Johannes Visser
1921-1999, Bestuurder in de jeugdzorg
Johannes (Johan) Visser werd op 19 februari 1921 te Rotterdam geboren. Zijn ouders, Roos Visser en Elisabeth Pieternella Havelaar, kregen naast hem nog een zoon en een dochter.Vader was timmerman, wagenmaker en aannemer. Op 2 mei 1951 huwde Johan in ’s-Gravenhage met de kleuterleidster Jansje Adriana Anna Schutters. Uit het huwelijk werden drie zonen en twee dochters geboren. Johan Visser overleed op 4 februari 1999 te Nijmegen.
http://www.historici.nl/media/bwg/images/3/-051.jpg
Johan Visser (foto: particuliere collectie)

Johan Visser (Jo voor zijn vrienden, mr. Johan voor zijn naaste medewerkers) volgde in Rotterdam het gymnasium en ging daarna aan de Rijksuniversiteit Utrecht theologie studeren. Met een aantal medestudenten werd hij in 1941 – hij had inmiddels zijn kandidaatsexamen gedaan – opgepakt door de bezetter en naar een kamp nabij Berlijn weggevoerd. Hij werd tewerkgesteld, maar wist na enige tijd te ontsnappen en naar Nederland terug te keren, waar hij in Rotterdam en later in Zoetermeer onderdook. Tijdens deze periode leerde hij zijn latere echtgenote kennen. Ook zij had de ellende van de oorlog volop ervaren: haar ouderlijk huis in Rotterdam was tijdens het bombardement in 1940 verwoest.

Na de oorlog keerde Johan niet terug naar de Utrechtse universiteit. De talrijke meningsverschillen en twisten binnen de kerken tijdens de oorlog en daarna waren voor hem reden om de studie theologie te verruilen voor een rechtenstudie in Leiden. Het christelijke gedachtegoed zou echter een rol in zijn denken en handelen blijven spelen. Na zijn studie werd Visser in 1951 advocaat en procureur in Rotterdam, maar niet voor lang. Als beginnend advocaat kreeg hij nogal wat pro-Deozaken toegewezen, waartoe hij veelvuldig mensen in de gevangenis moest bezoeken. “Dit was iets”, zo vertelt zijn echtgenote, “waar hij absoluut niet tegen kon.”
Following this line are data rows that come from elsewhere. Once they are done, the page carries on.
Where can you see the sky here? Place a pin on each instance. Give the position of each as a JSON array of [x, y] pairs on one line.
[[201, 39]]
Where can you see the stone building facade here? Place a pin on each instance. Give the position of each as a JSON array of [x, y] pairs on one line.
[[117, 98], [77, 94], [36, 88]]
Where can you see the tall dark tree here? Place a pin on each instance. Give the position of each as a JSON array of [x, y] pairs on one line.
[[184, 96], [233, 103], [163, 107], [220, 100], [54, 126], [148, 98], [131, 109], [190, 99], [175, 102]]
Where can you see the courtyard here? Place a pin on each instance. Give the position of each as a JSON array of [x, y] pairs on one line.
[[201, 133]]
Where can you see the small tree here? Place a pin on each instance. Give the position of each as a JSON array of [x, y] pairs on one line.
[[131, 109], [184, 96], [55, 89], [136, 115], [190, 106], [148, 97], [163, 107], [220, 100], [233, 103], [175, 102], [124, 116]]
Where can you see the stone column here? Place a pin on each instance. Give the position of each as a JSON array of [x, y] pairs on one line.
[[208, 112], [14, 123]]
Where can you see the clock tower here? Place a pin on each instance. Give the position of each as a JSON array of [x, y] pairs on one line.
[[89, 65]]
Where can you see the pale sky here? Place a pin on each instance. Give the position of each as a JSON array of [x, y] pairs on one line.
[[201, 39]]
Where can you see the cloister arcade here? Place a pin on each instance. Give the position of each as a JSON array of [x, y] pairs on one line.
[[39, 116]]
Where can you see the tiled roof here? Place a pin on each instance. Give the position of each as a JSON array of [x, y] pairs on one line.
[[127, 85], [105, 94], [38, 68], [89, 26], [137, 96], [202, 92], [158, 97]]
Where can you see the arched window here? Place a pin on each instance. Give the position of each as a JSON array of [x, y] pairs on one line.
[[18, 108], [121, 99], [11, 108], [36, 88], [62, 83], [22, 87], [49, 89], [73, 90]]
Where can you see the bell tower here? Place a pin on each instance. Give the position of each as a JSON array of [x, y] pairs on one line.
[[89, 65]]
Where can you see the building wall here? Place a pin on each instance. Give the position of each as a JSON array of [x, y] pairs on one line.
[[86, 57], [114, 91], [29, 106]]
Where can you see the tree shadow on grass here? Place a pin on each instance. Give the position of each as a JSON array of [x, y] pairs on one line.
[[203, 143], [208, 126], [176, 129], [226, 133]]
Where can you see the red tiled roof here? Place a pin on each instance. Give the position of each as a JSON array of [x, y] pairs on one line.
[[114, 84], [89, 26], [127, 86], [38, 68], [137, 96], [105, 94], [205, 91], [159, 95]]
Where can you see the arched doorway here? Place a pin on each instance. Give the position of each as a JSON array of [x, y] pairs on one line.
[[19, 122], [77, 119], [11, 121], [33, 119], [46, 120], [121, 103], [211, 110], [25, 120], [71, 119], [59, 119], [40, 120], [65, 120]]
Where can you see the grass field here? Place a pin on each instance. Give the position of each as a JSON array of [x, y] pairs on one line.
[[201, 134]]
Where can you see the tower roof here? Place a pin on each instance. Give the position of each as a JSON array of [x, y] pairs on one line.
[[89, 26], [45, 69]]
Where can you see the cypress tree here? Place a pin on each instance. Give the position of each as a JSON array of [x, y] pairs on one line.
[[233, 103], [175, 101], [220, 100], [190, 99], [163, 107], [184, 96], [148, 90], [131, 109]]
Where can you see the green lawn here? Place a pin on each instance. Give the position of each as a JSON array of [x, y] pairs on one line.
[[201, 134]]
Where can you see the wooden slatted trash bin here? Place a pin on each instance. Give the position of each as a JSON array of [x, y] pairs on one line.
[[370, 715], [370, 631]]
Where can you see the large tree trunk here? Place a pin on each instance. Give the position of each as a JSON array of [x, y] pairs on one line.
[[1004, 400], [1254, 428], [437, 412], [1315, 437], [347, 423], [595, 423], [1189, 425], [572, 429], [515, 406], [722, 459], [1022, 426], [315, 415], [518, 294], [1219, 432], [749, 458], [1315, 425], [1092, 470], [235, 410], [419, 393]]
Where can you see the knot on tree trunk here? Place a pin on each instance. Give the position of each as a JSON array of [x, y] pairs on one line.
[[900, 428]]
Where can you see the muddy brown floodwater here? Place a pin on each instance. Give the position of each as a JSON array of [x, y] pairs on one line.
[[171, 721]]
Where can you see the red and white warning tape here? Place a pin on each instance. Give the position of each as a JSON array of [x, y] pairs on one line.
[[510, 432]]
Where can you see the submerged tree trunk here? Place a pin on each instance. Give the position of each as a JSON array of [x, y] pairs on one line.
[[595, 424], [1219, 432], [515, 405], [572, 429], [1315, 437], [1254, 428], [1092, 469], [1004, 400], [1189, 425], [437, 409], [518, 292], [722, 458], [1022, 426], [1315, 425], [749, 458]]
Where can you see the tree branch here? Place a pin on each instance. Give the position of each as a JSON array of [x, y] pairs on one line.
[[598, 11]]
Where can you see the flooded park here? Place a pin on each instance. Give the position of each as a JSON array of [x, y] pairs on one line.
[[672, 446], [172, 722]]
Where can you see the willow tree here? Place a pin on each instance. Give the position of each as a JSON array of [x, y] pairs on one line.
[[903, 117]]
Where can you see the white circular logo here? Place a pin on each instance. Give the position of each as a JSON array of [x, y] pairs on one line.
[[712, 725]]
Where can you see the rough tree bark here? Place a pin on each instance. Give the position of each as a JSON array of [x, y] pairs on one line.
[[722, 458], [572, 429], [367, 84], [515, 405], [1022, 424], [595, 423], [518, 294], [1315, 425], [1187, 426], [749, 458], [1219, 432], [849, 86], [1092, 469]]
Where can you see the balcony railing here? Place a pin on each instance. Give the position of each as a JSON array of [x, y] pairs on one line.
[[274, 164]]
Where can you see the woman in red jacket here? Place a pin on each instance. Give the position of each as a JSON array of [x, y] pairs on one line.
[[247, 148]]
In datzelfde jaar zette Johan zijn eerste schreden op het pad van wat men later jeugdwelzijn zou gaan noemen. Hij werd directeur van Ernst, Nut en Ontspanning (ENO), het club- en buurthuiswerk voor ongeorganiseerde jeugd in Den Haag. De voorzitter van zijn bestuur, de Haagse kinderrechter Knottenbelt zag wat in de jonge enthousiaste directeur en zette hem op het spoor van de kinderbescherming. Visser trad daarop in dienst van het Ministerie van Justitie, waar hij medewerker werd van het Rijks Tucht- en Opvoedingswezen. Samen met zijn echtgenote verhuisde hij naar Amerongen. Hun woning was een houten barak in het Rijksopvoedingsgesticht Overberg. De instelling was bestemd voor gedragsmatig zeer moeilijke jongens. Visser was voorbestemd om er op termijn directeur te worden. Hij kon zich echter niet vinden in de werkwijze in de rijksopvoedingsgestichten. Van opvoedkundige systemen was geen sprake, behandelingsplannen ontbraken en het personeel miste de nodige scholing. Tevergeefs drong hij op veranderingen aan. In 1953 zegde hij het opvoedingswezen vaarwel en werd hij secretaris van de Voogdijraad, de latere Raad voor de Kinderbescherming, in Dordrecht. In 1957 maakte hij als secretaris promotie naar het veel grotere arrondissement Groningen.

Toen in 1961 de directeur van Kinderdorp Neerbosch te Nijmegen met pensioen ging, was de naam van Visser al gevestigd. Hij werd de nieuwe directeur van het Kinderdorp. Al vrij snel na zijn aantreden gaf hij aan wat er veranderd diende te worden om het Kinderdorp een duidelijke plaats binnen de kinderbescherming te geven. Het zou een toonaangevende plaats worden. De oude weesinrichting met haar autarkische karakter diende te worden vervangen door een instelling waarvan alle geledingen frequent communiceerden met de omringende maatschappij. Visser kreeg daartoe de nodige ruimte van een kundig, ondersteunend bestuur en kon al spoedig jong en enthousiast nieuw personeel aantrekken. “Hij maakte met mij en mijn echtgenote een rondwandeling over het terrein toen ik in 1961 kwam solliciteren”, aldus een oud-medewerker. “Visser straalde enthousiasme uit. Het is mij altijd bijgebleven dat hij de kinderen die we tegenkwamen op onze wandeling, bij naam kende.”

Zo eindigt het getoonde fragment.